É uma negociação que pode ser benéfica para o investidor (que recebe parte dos dividendos dos royalties) e para o artista (que fatura com a “venda” desses trechos).
A música “O Tempo Não Espera”, de Zeca Baleiro, por exemplo, foi vendida em NFTs de R$ 100 no ano passado. Também era possível comprar mais de um trecho. No final, a iniciativa levantou mais de R$ 58 mil para o compositor.
“Bolsa de valores de royalties”
A chegada dos NFTs vem alterar ainda mais o panorama da indústria fonográfica, que já viu sua dinâmica mudar radicalmente com a ascensão das plataformas de streaming, como Spotify e Deezer.
Antigamente, a gravadora tinha um papel central na popularização do artista – e no fluxo de seus royalties. Se ela gostasse de alguma música dele, pagava um adiantamento. Em troca, ficava com parte dos royalties que a canção poderia gerar, a partir da venda de disco de vinil, fitas cassete, CDs e DVDs.

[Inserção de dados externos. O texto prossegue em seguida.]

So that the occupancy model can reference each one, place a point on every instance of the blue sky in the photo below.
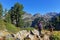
(34, 6)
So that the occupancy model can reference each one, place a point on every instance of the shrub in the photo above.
(11, 28)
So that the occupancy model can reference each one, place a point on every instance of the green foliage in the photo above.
(27, 28)
(7, 18)
(2, 25)
(56, 37)
(16, 13)
(11, 28)
(1, 10)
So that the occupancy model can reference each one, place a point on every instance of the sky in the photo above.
(34, 6)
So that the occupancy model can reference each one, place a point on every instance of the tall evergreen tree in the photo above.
(1, 10)
(16, 14)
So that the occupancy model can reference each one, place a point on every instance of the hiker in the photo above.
(39, 27)
(51, 28)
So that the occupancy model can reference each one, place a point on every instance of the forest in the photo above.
(16, 19)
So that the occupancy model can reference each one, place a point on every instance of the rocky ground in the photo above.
(25, 35)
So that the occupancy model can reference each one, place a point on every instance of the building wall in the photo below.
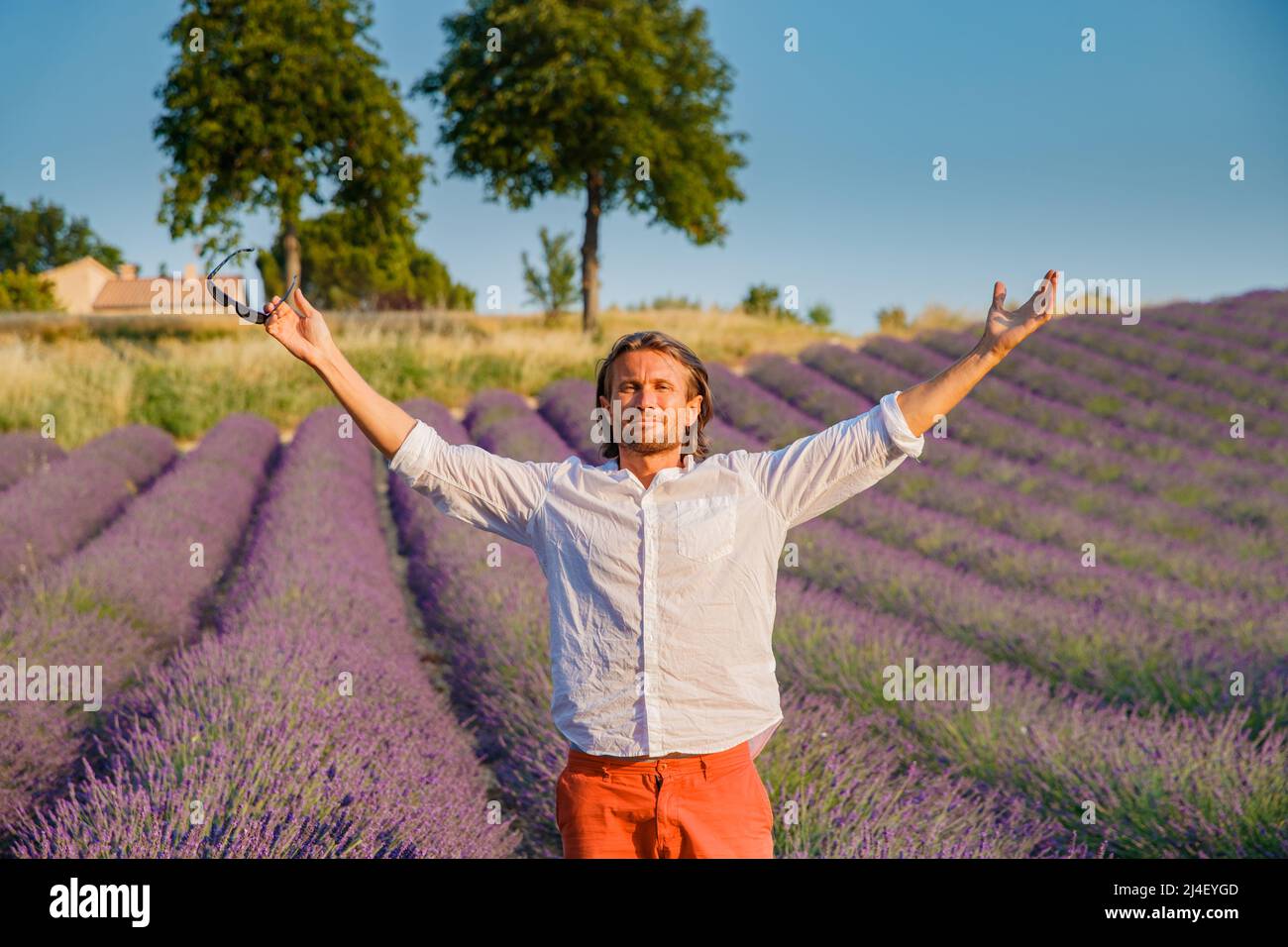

Com o streaming, isso mudou. Ficou mais fácil para artistas se manterem donos do próprio catálogo e acessar diretamente seu público. Porém, o pagamento dessas plataformas aos músicos ainda é motivo de muita polêmica. Muitos profissionais consideram os critérios da remuneração injustos e pouco claros.
Para Daniel Campello, chefe-executivo da ORB Music, empresa de gestão do direito autoral, o mercado de royalties é muito fechado. “As gravadoras e editoras compõem mais ou menos 70% do mercado. Está tudo nas mãos das mesmas empresas”, avalia.
Segundo ele, as grandes gravadoras têm suas próprias editoras para cuidar dos direitos autorais. Assim, elas ficam com porcentagens tanto do que se paga aos artistas quanto do que é destinado aos compositores.
Para Gayotto, o uso do NFT é um caminho para equilibrar a balança. Por isso, acredita que, em pouco tempo, os catálogos que hoje funcionam em streaming serão colocados no blockchain, de forma a registrar toda e qualquer execução de uma música.
Quando isso acontecer, sua empresa será como uma espécie de “bolsa de valores de royalties”, avalia.
Vai desafinar?
Campello duvida que o formato funcione no Brasil, especialmente pela falta de estrutura e organização para se compreender qual é o real volume de royalties que cada canção gera para artistas e compositores.
“O cenário autoral é dificílimo, bem diferente do de outros países”, diz. “Para um autor lançar uma música em NFTs, em vez de trocá-la por um adiantamento, seria necessário uma garantia de que esses royalties de fato chegariam até ele. Numa carteira digital, por exemplo.”
Mesmo no exterior, ainda há problemas: o Reino Unido busca uma solução legislativa para que royalties sejam pagos aos criadores da forma mais precisa possível pelas plataformas de streaming.
Outra preocupação de Campello é com a rentabilidade dos NFTs musicais. Diferentemente de outros tokens do tipo, que podem ser comercializados apenas para atestar a posse de uma imagem ou vídeo na internet, por exemplo, a ideia ao vender royalties é que haja um retorno financeiro mais imediato.
“Não sou contra os NFTs, de forma alguma. Mas acho que a discussão precisa se aprofundar muito mais na cadeia de royalties. Quem está comprando catálogos vislumbra receber esse dinheiro. Vislumbra potencializar essas receitas”, conclui.